El capítulo 5, «A Stylistic Approach in Practice», vuelve sobre los pasos del capítulo 4, principalmente, y ofrece ejemplos de aplicación del tipo de estilística que se defiende al análisis de textos originales y traducidos. Se analizan textos con manifestaciones de las cuatro categorías de literariedad enumeradas más arriba: la ambigüedad, el foregrounding (principalmente a través de los patrones que atraen la atención del lector), la metáfora y la iconicidad. Los ejemplos son muy ilustrativos, y los análisis que se llevan a cabo en este capítulo más aplicado del libro complementan a la perfección la exposición de los capítulos anteriores, más centrada en lo conceptual, en ocasiones bastante densa, y siempre rigurosa.

conclusión

En el breve capítulo de conclusión, la autora insiste en la idea de que el texto literario traducido es más «literario» que el no traducido, ya que multiplica las voces del texto, ofrece más espacio para la participación activa del que ofrecía el original y convierte la búsqueda por parte del lector de contextos cognitivos en los que entender el texto en una experiencia más prolongada y más gratificante. El libro es, en este sentido, redondo, ya que la tónica marcada al principio se repite al final, y entre uno y otro el argumento se va articulando de modo lógico. Sin embargo, como se ha podido ver a lo largo de esta reseña, la presentación de Boase-Beier, aunque ecléctica en bastantes ocasiones, dista mucho de ser neutra o poco comprometida, pues de la lectura del libro emerge una visión de lo que podría considerarse una buena práctica de la traducción literaria, que subraya la literariedad del texto traducido, que hace residir el significado en la mente del lector y que propugna un tipo de traducción que demanda la participación activa del lector, llenando huecos y ambigüedades, percibiendo patrones y otros elementos tendentes al foregrounding, comprendiendo y proyectando metáforas e identificando la iconicidad. Se trata de una práctica exigente, que rechaza implícitamente la familiarización y la fluidez, y fomenta la desfamiliarización como actitud y como efecto: si la literatura pretende hacernos ver el mundo de otro modo, la literatura traducida debe hacer otro tanto, tendiendo puentes que salven los abismos culturales pero sin desnaturalizar el hecho literario. La propuesta es, pues, comprometida, y debería suscitar debate en nuestra disciplina.

referencias

Montgomery, M. et al. (2000). Ways of Reading: Advanced Reading Skills for Students of English, Londres y Nueva York: Routledge.
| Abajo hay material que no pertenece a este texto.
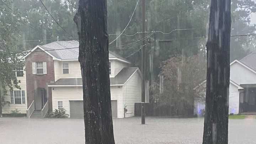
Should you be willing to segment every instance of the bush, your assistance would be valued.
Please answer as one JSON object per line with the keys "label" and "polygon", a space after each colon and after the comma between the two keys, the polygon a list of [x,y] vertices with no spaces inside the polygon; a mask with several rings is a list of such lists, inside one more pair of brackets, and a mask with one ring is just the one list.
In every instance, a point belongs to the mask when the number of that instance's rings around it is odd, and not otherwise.
{"label": "bush", "polygon": [[205,114],[205,110],[204,109],[201,109],[200,111],[200,116],[201,117],[204,117]]}
{"label": "bush", "polygon": [[66,118],[69,115],[66,114],[65,108],[55,109],[52,113],[50,114],[50,117],[53,118]]}
{"label": "bush", "polygon": [[15,109],[15,110],[14,110],[11,111],[11,112],[10,116],[12,117],[17,117],[18,114],[20,114],[20,112],[18,110],[18,108]]}

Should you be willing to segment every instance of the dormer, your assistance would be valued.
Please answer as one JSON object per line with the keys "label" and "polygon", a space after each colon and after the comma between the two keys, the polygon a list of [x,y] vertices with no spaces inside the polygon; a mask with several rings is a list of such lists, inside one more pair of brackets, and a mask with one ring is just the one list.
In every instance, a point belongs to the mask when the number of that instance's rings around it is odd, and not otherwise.
{"label": "dormer", "polygon": [[127,60],[119,57],[113,52],[109,52],[109,56],[110,78],[114,78],[122,69],[129,67],[130,64]]}

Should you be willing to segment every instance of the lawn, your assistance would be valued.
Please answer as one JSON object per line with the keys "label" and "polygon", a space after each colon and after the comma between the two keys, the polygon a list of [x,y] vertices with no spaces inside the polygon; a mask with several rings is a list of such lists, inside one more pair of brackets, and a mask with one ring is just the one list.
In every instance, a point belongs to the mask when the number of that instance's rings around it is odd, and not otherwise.
{"label": "lawn", "polygon": [[232,119],[244,119],[246,116],[244,114],[234,114],[229,116],[229,118]]}

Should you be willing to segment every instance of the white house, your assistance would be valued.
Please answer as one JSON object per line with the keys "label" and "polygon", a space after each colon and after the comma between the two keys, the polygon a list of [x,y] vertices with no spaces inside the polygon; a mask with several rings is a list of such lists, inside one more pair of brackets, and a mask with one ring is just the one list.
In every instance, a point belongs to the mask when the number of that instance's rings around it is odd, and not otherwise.
{"label": "white house", "polygon": [[[13,71],[17,80],[21,81],[18,85],[21,89],[14,87],[13,91],[8,91],[7,95],[4,96],[5,101],[10,103],[3,107],[2,113],[4,115],[10,114],[12,111],[16,111],[17,109],[20,113],[26,116],[27,107],[26,71],[24,70],[24,69],[25,67],[21,68]],[[7,90],[10,89],[8,87],[6,89]]]}
{"label": "white house", "polygon": [[[24,58],[26,73],[20,84],[26,102],[5,107],[4,111],[17,108],[30,117],[42,117],[64,108],[70,117],[83,117],[79,46],[75,41],[57,41],[32,49]],[[113,116],[123,117],[125,107],[126,117],[133,116],[134,103],[141,102],[140,71],[114,53],[109,57]]]}
{"label": "white house", "polygon": [[[252,53],[230,63],[229,113],[256,112],[256,54]],[[201,85],[205,85],[206,81]],[[196,100],[194,105],[194,114],[200,115],[204,104]]]}

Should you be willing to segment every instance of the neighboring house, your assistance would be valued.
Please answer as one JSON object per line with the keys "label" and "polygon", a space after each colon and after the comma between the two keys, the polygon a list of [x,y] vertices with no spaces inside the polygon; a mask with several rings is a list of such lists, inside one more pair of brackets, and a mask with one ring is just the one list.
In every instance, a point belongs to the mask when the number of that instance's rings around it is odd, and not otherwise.
{"label": "neighboring house", "polygon": [[[18,80],[20,80],[21,83],[18,85],[21,89],[14,88],[13,90],[9,90],[7,95],[5,96],[5,100],[10,102],[2,107],[2,112],[3,115],[10,114],[12,111],[17,109],[21,114],[26,116],[27,109],[27,86],[26,84],[26,71],[24,68],[21,68],[19,69],[14,70],[13,72],[15,74]],[[6,87],[9,90],[10,88]]]}
{"label": "neighboring house", "polygon": [[[83,117],[79,46],[75,41],[57,41],[32,49],[24,58],[26,73],[17,77],[21,80],[20,94],[22,101],[25,96],[25,103],[16,103],[20,95],[15,91],[15,103],[5,106],[3,113],[17,108],[22,113],[26,111],[30,117],[42,117],[48,112],[64,108],[70,117]],[[110,52],[109,57],[112,115],[123,117],[126,107],[126,117],[133,116],[134,103],[141,102],[140,72],[114,53]],[[11,101],[10,95],[6,97]]]}
{"label": "neighboring house", "polygon": [[[256,54],[252,53],[230,63],[229,113],[256,112]],[[201,84],[206,85],[206,81]],[[202,103],[195,101],[194,114],[199,114],[204,107]]]}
Malmkjaer, K. (2004). «Translational Stylistics: Dulcken’s Translations of Hans Christian Andersen». Language and Literature 13(1), pp. 13-24.

Gutt, E.-A. (2000). Translation and Relevance, Manchester: St. Jerome (2ª edición).

Hatim, B. 2001. Teaching and Researching Translation, Londres: Longman.

Kiparsky, P. (1987). «On Theory and Interpretation». En N. Fabb et al. (eds.), The Linguistics of Writing: Arguments Between Language and Literature, Manchester: Manchester University Press, pp. 185-198.

Lecercle, J.-J. (1990). The Violence of Language: Interpretation as Pragmatics, Londres: Palgrave.